Blaming immigration for all the ills of the Catalan situation is unfair and places the blame on the last to arrive, those who have enough work to do supporting their families in the most adverse conditions. Ask the people from Salta who were demonstrating the other day if it's any use to them to speak the same language as the Mossos d'Esquadra (Catalan police) who come to remove them from their homes. Furthermore, shifting the entire linguistic debate to this terrain is completely useless; it solves absolutely nothing. Can anyone believe that with the transfer of immigration powers, the problems of Catalan will end? It's believing in magic solutions and miracles, really. Unless someone has in mind putting newcomers in re-education camps to turn them into exemplary integrated citizens, the debate makes no sense. Languages ​​and their transmission are complex, and some crazy people who scream every time a waiter brings them a café con leche instead of an iced coffee would do well to bear in mind that intransigent and extremist attitudes have counterproductive effects. They yearn for purer, cleaner times when hospitality workers had to recite Carner and Riba, times that never existed. I fully understand the pain, sorrow, and anguish that comes with realizing your language is losing ground, but I don't think there are simple solutions, especially in a state governed by the rule of law where all people should have their rights guaranteed and not be blamed for all the evils.

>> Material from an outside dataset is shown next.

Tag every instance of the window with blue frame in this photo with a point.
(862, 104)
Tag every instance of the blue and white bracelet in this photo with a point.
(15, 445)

It's absurd to continue implementing the same policies designed decades ago with a reality that bears no resemblance to that of that time. Absurd, dogmatic, and unintelligent. Given the length of time that language immersion has been in place, for example, shouldn't it be subject to review? Shouldn't the results be measured objectively? The school failure rates, the low levels of reading comprehension, and the lack of enrollment in Catalan philology, for example, are indicators that something is not right. The problem is that this issue is always approached from an ideological rigidity (practiced from antagonistic positions) that makes it impossible to reasonably assess its long-term effects. It should be researchers and education experts who examine it without preconceptions, independently, and completely detached from partisan interests.

Exactly the same thing happens with language policy. Is the same one that was conceived forty years ago useful for a completely different demographic landscape? When I walk through Barcelona, ​​for example, it's not just that the signs are in Spanish, it's that they're in English, something that's not reported to the tireless guardians of the essence who complain because they can't be served in restaurants in their own language. Perhaps we prefer the foreign language substitution.